As for the yotes/foxes, I found some great spots to set snares so I may go that route on my next trip. I'm still not sure about the distance they can hear my call. I think I'll take a ride to sportsmans and maybe look into a decoy.


----------



## 90redryder (Oct 10, 2011)

hoghunter011583 said:


> Well that turned out strike out!! I made 4 stands and all I am aable to call in is owls!!
> I had a barn owl actually come hammer my call!! I thought it was going to carry it off but it just nailed it and flew about 10 feet from me and looked at the call, I guess the hard plastic didn't feel like the dieing rabbit noise!
> Have you guys ever had any birds do that, I had hawks owls over me all day it was kinda spooky but very cool.
> 
> As for the yotes/foxes, I found some great spots to set snares so I may go that route on my next trip. I'm still not sure about the distance they can hear my call. I think I'll take a ride to sportsmans and maybe look into a decoy.

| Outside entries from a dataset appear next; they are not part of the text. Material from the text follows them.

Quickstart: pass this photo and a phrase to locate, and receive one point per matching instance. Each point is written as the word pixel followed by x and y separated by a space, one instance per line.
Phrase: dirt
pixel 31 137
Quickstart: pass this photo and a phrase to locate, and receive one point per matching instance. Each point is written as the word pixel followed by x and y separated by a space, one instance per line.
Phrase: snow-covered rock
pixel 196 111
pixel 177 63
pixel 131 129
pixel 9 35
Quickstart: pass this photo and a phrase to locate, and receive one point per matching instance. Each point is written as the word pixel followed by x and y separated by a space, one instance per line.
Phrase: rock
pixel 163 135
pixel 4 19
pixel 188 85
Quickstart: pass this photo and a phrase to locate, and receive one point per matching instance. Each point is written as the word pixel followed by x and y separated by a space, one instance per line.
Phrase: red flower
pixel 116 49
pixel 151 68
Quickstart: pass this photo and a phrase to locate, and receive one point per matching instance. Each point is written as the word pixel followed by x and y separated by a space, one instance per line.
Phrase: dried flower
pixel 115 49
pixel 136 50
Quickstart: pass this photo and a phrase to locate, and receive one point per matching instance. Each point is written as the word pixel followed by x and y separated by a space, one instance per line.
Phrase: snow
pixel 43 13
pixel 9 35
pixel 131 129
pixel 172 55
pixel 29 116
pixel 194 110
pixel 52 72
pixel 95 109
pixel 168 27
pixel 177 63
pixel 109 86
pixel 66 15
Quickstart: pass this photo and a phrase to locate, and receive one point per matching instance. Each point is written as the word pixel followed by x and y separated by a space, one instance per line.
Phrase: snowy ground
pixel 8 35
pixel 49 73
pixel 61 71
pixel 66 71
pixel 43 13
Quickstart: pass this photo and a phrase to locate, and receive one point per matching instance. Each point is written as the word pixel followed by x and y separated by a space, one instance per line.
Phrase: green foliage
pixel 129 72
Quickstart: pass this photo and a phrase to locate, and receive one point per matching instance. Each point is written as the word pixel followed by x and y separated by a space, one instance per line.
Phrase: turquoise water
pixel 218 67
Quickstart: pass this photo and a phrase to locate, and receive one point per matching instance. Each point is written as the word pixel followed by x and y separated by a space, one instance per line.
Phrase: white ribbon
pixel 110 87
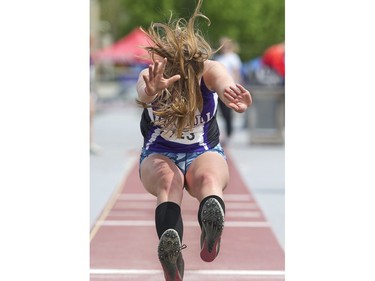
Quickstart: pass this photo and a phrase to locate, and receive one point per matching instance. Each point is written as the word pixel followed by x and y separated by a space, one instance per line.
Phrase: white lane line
pixel 101 271
pixel 186 223
pixel 147 213
pixel 149 197
pixel 107 208
pixel 152 205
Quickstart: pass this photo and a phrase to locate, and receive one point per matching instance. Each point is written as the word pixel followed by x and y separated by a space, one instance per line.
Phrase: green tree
pixel 254 24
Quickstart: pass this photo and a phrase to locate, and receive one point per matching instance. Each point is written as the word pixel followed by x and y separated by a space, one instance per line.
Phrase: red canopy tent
pixel 128 50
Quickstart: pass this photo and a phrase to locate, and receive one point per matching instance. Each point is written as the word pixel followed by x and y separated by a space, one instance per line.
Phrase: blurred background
pixel 257 30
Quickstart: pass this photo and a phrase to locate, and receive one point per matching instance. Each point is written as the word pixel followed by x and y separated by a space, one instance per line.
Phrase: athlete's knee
pixel 169 183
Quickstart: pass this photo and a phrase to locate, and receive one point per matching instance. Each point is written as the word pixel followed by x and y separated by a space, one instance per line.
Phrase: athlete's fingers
pixel 242 89
pixel 156 68
pixel 147 81
pixel 174 79
pixel 150 72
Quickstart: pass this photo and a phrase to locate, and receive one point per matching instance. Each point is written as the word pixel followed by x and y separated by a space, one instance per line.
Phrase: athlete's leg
pixel 162 178
pixel 207 175
pixel 206 178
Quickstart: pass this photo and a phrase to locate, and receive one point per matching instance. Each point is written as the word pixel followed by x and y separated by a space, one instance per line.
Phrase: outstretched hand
pixel 239 98
pixel 155 82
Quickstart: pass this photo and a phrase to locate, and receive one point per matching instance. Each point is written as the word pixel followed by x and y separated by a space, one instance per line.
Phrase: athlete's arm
pixel 234 95
pixel 151 81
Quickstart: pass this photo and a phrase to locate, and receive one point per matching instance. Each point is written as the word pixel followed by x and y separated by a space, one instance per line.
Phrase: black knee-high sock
pixel 168 215
pixel 221 202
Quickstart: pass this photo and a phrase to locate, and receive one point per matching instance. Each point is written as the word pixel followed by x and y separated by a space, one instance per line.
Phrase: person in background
pixel 94 148
pixel 230 59
pixel 274 57
pixel 179 92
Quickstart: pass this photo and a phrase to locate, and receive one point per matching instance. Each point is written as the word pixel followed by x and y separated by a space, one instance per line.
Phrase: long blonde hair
pixel 186 50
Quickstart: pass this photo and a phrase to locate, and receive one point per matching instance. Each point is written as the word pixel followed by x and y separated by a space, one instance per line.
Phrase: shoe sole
pixel 168 252
pixel 212 216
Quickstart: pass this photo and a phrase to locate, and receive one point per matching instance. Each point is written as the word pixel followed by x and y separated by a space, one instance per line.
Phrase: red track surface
pixel 124 240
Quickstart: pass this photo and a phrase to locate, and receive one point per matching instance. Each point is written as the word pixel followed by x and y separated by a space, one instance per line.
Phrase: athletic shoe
pixel 212 217
pixel 170 256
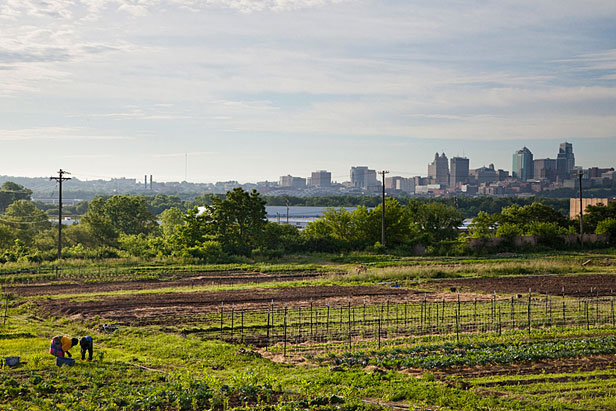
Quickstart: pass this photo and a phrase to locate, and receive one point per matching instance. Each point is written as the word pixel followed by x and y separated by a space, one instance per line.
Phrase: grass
pixel 146 368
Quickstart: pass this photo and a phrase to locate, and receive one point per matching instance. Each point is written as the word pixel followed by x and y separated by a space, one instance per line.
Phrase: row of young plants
pixel 449 355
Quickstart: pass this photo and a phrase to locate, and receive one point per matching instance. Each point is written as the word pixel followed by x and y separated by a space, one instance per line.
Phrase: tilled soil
pixel 174 308
pixel 597 362
pixel 82 287
pixel 584 285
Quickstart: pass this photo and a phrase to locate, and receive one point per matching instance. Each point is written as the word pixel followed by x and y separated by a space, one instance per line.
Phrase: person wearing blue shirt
pixel 86 344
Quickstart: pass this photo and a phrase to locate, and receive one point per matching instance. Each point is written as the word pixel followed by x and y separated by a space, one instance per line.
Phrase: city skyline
pixel 251 90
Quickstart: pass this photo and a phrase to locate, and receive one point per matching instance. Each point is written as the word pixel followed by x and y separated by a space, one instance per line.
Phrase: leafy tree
pixel 7 236
pixel 126 214
pixel 161 202
pixel 536 212
pixel 508 230
pixel 483 226
pixel 95 230
pixel 339 224
pixel 11 192
pixel 545 229
pixel 438 221
pixel 281 237
pixel 608 227
pixel 26 219
pixel 593 215
pixel 236 221
pixel 171 219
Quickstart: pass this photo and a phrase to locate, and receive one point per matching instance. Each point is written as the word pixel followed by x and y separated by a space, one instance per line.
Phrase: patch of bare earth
pixel 584 285
pixel 175 308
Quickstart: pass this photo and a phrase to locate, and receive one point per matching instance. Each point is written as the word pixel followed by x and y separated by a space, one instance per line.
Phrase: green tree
pixel 483 226
pixel 593 215
pixel 11 192
pixel 535 212
pixel 26 219
pixel 161 202
pixel 171 219
pixel 608 227
pixel 126 214
pixel 438 221
pixel 7 236
pixel 236 221
pixel 96 229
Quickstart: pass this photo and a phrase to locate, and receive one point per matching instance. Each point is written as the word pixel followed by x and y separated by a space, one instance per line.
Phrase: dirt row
pixel 83 287
pixel 171 308
pixel 577 364
pixel 585 285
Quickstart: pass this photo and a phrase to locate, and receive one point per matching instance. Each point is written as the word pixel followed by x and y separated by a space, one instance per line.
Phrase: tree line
pixel 224 228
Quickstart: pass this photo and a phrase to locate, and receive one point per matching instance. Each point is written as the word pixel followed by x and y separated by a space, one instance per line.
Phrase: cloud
pixel 54 133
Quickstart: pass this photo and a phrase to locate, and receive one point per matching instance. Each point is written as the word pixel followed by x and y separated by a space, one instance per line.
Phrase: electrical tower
pixel 382 173
pixel 60 179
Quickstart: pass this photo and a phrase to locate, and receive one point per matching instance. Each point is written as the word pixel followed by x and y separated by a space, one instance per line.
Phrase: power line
pixel 60 179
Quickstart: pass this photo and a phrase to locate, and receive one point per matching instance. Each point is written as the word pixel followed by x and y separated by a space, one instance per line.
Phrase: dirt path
pixel 584 285
pixel 79 287
pixel 171 308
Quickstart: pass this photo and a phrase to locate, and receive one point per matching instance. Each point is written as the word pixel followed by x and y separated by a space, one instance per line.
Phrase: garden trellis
pixel 356 322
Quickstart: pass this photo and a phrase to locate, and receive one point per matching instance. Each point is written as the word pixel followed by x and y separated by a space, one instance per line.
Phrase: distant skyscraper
pixel 458 171
pixel 523 167
pixel 545 169
pixel 483 175
pixel 397 183
pixel 321 178
pixel 294 182
pixel 565 161
pixel 363 177
pixel 438 171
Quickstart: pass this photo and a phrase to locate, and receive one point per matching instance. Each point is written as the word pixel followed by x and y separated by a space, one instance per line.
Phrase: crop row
pixel 460 354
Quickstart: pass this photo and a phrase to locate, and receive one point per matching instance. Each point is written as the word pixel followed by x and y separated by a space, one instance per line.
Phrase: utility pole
pixel 60 179
pixel 580 174
pixel 382 173
pixel 287 203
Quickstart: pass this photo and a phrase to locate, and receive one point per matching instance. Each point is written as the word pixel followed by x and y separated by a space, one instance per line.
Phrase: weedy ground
pixel 144 368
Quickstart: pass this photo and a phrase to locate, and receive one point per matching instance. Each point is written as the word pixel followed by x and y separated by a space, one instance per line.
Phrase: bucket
pixel 64 361
pixel 11 361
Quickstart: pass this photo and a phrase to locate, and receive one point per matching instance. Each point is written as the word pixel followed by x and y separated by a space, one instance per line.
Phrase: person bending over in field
pixel 86 344
pixel 61 344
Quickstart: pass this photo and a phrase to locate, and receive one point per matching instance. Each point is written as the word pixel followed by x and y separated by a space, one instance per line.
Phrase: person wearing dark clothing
pixel 86 344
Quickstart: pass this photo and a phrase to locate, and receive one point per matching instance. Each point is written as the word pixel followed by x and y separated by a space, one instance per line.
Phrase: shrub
pixel 608 227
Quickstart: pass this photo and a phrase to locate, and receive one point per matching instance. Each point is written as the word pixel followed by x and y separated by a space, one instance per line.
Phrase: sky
pixel 249 90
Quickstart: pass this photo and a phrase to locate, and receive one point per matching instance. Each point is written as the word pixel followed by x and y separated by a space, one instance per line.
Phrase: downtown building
pixel 364 178
pixel 523 167
pixel 458 171
pixel 438 170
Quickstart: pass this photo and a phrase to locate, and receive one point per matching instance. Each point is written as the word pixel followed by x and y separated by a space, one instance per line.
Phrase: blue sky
pixel 255 89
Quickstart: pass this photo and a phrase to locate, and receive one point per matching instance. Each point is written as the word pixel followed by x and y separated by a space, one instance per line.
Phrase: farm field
pixel 382 336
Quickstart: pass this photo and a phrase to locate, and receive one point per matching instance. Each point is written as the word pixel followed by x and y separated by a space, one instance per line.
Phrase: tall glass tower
pixel 523 167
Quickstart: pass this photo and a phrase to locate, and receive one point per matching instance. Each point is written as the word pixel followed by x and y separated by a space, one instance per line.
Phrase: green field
pixel 430 355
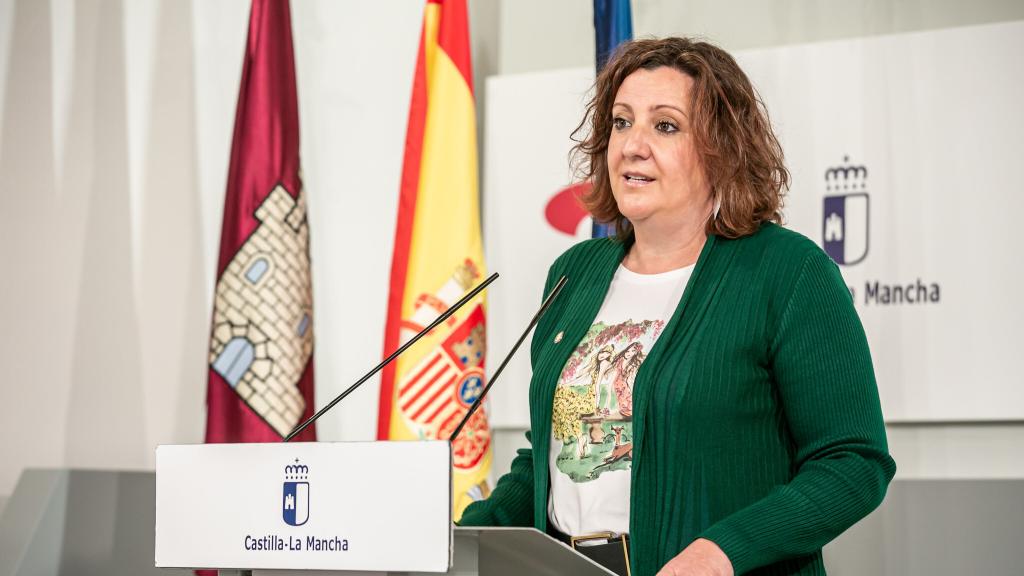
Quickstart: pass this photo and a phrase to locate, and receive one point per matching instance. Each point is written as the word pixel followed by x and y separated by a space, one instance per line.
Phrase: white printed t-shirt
pixel 592 421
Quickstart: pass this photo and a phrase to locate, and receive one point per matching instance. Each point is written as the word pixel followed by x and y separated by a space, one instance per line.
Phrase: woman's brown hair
pixel 741 158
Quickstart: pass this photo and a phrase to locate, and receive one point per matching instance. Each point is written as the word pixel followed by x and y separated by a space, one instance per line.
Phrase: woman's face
pixel 653 166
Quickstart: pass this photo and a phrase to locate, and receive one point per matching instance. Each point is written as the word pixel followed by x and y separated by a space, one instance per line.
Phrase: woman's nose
pixel 637 145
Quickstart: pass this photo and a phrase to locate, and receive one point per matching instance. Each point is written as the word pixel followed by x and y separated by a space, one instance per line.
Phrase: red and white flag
pixel 261 367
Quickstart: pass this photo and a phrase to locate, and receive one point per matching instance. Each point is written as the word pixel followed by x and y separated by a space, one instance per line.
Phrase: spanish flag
pixel 438 255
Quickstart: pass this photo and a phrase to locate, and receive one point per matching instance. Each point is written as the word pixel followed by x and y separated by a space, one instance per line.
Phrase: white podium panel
pixel 365 505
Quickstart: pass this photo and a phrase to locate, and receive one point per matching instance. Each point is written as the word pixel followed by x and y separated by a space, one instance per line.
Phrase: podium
pixel 345 508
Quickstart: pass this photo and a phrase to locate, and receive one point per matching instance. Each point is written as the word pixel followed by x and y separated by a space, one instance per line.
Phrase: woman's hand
pixel 702 558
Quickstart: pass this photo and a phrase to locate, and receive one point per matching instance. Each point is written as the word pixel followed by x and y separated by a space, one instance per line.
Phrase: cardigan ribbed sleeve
pixel 821 366
pixel 511 503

I had that happen this morning. I got set up in a field and started calling, immediately a hawk came soaring over circled my mojo critter a few times and then went for it. I changed my call from a distress call to a yelp and the hawk pulled out of his dive within 10 feet of my decoy and decided to reassess the situation. It made me laugh.


----------



## MKP (Mar 7, 2010)

I'm an expert magpie and crow caller. They always look pretty disappointed.


----------



## hoghunter011583 (Jul 21, 2008)

I used to hunt crows in Louisiana by just putting a tanned nutria fur out and using a crow call. It was pretty tough getting them to come in. If only I would have known about the rabbit in distress!!


----------



## hoghunter011583 (Jul 21, 2008)

So I got a little hand call yesterday and with all this snow coming down again I might go out tomorrow evening.
I am going to go to another area so I don't over call the first place. I'm going to give that other spot about 2 weeks till I try again.
Maybe I should go practice on antelope Island!!


----------



## HighNDry (Dec 26, 2007)

Just don't get caught using your call on Antelope Island. If your read the Antelope Island pamphlet information it is illegal to hunt or harass the wildlife and you must stay on the trails.


----------



## hoghunter011583 (Jul 21, 2008)

I actually asked the guy at the info booth and he said as long as I stay on the trails I can call them in he said a lot of guys do it for photography which is what I told him I was going to do!!


----------